He was surprised that he had no answer to his three letters to Sylvia since he had been there, but he recollected that Mrs. Beverley had spoken of going to Paris for a fortnight or so, to do some shopping, hence it was quite possible that mother and daughter had left London.

It struck him, too, as somewhat strange that the Baron’s pretty niece should evince so much inquisitiveness concerning his affairs. When they were together she frequently turned the conversation very cleverly, and questioned him about his friends in England.

“I’m terribly bored here,” she declared in French one night after dinner, as she sat with a cigarette between her fingers and yawned. “At last I’ve persuaded my uncle to let me go back to Paris. I shall return very soon.”

“Will you?” asked Falconer. “I expect to be here quite another fortnight before we can get going. Then I have to erect the other station. Have you any idea where that is to be?”

“No,” she said. “Uncle has never told me. But, no doubt, it will be a long way from here.”
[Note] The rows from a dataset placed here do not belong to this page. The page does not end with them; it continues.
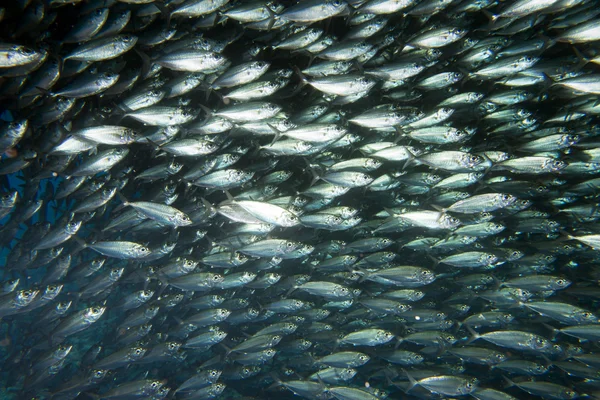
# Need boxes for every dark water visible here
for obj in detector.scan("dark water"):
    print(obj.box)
[0,0,600,399]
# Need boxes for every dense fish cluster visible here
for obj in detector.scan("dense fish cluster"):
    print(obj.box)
[0,0,600,400]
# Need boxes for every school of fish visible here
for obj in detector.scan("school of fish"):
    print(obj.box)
[0,0,600,400]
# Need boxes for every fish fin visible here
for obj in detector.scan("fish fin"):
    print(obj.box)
[402,368,419,393]
[402,148,418,171]
[502,375,517,389]
[481,9,500,24]
[465,325,481,345]
[542,323,560,340]
[133,47,152,76]
[267,123,281,144]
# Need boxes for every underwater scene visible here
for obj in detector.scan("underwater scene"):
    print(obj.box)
[0,0,600,400]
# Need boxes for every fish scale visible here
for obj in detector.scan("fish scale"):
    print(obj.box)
[0,0,600,400]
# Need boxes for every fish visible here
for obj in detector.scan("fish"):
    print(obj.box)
[0,0,600,400]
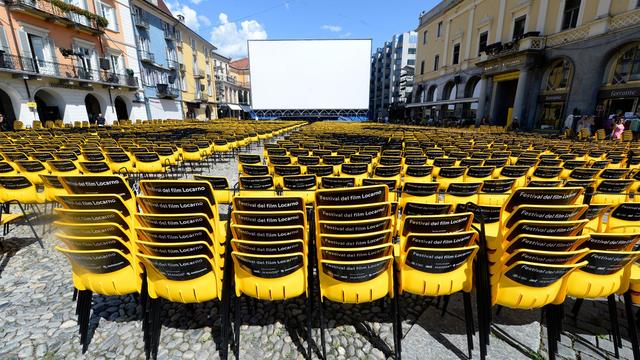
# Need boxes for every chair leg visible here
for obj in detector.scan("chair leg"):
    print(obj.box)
[220,248,234,360]
[624,290,640,360]
[462,292,474,359]
[305,294,313,360]
[320,299,327,360]
[391,262,402,360]
[77,290,93,354]
[571,299,584,318]
[607,295,622,359]
[233,296,240,360]
[151,298,162,360]
[440,295,451,317]
[543,305,557,360]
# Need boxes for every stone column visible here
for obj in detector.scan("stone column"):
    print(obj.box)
[476,75,491,125]
[513,68,529,125]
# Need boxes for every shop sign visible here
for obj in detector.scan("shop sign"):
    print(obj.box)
[539,93,567,102]
[598,88,640,99]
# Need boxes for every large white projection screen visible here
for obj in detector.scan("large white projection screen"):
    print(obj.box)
[249,40,371,110]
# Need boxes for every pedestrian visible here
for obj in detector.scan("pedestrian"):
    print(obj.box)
[611,118,624,140]
[602,114,617,133]
[96,113,106,126]
[511,117,520,131]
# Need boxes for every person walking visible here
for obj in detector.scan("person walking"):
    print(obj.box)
[611,118,624,140]
[96,113,106,126]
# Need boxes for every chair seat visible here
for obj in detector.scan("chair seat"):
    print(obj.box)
[0,214,24,225]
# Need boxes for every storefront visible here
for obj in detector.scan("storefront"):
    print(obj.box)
[598,87,640,115]
[536,93,567,129]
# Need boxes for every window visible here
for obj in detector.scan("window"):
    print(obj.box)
[96,2,118,31]
[478,31,489,56]
[0,26,11,54]
[453,44,460,65]
[544,60,573,91]
[513,15,527,40]
[562,0,580,30]
[109,55,124,73]
[611,45,640,85]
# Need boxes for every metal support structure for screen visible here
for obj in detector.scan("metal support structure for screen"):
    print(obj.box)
[254,109,368,119]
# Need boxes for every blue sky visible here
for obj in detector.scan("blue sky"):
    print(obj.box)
[165,0,438,58]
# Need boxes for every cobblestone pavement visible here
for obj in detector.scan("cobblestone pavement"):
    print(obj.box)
[0,139,632,360]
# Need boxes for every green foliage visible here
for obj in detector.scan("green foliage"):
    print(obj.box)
[51,0,109,28]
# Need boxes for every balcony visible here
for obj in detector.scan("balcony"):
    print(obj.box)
[138,50,156,64]
[133,14,149,29]
[0,51,138,88]
[156,84,180,99]
[164,29,176,41]
[5,0,104,35]
[167,59,179,70]
[100,71,138,88]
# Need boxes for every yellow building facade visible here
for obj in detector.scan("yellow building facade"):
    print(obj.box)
[176,22,218,120]
[409,0,640,129]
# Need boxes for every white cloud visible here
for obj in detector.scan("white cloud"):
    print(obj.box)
[167,0,211,31]
[211,13,267,58]
[321,25,342,32]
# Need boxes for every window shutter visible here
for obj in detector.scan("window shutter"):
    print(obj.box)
[0,26,11,54]
[18,29,33,59]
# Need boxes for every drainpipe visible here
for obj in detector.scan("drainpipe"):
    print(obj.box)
[93,28,118,114]
[4,4,37,121]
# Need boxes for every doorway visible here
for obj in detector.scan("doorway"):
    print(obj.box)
[33,90,62,124]
[113,96,129,120]
[492,79,522,126]
[0,89,16,130]
[84,94,102,124]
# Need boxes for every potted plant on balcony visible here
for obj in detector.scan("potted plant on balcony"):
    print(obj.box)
[51,0,109,29]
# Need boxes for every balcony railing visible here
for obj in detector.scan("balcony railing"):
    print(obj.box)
[167,59,179,70]
[138,50,156,63]
[156,84,180,99]
[5,0,104,34]
[164,29,176,41]
[0,51,138,87]
[133,14,149,29]
[100,71,138,87]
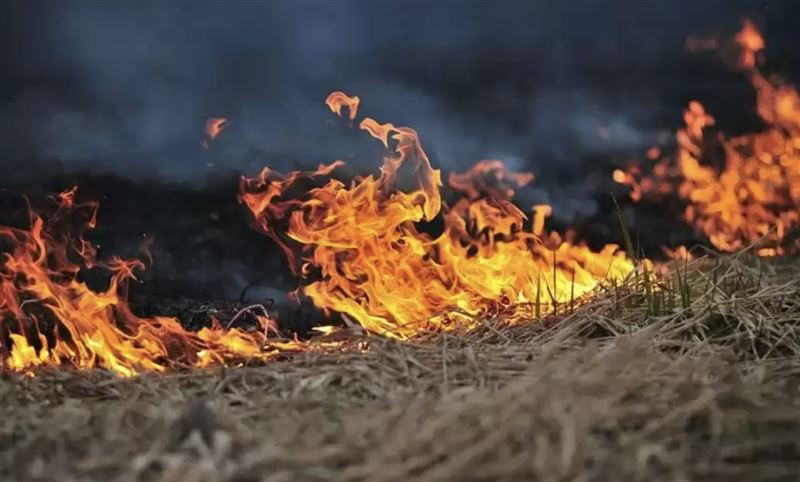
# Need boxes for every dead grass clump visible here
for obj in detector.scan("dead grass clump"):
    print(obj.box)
[0,256,800,481]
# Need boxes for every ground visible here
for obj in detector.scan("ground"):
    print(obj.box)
[0,253,800,481]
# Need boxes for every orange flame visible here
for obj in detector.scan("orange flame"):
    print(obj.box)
[0,188,332,376]
[241,92,633,339]
[203,117,230,149]
[325,91,361,121]
[613,22,800,256]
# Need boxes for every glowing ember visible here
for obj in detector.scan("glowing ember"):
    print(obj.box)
[241,92,633,338]
[202,117,230,149]
[613,22,800,256]
[0,188,328,376]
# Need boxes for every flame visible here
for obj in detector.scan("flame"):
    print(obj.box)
[325,91,361,121]
[202,117,230,149]
[736,20,766,69]
[612,21,800,256]
[241,92,633,339]
[0,188,328,376]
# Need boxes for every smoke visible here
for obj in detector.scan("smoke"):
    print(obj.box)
[0,0,797,192]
The secrecy concerning the position of the corresponding station also puzzled the young fellow. The Baron had, however, promised to let him know in due course, so he continued his work out in the forest, and gradually he assembled the engine, generator, and all the apparatus necessary for radio-telegraphy and telephony.

One afternoon he returned to the castle unusually early, and was surprised to discover the Baron—who had not seen him—emerge from his bedroom and slip down the stairs. On examining his suit-case a few moments later he saw that the lock had been tampered with, and all his papers had been overhauled!

What object, he wondered, could his genial host have in prying into his private affairs?

By day the two Austrians working under his direction were ever diligent—both being excellent fellows, and very careful and precise in their work, which is most necessary in setting up a wireless station. At night they remained at the castle in quarters which the Baron had provided.

So far from everywhere was the castle that the Baron seldom had visitors except on two occasions, when two gentlemen, one a short, stout, thick-set man, probably an Austrian, and the other a middle-aged Russian who seemed something of a cosmopolitan, arrived, and after spending the night, drove away again.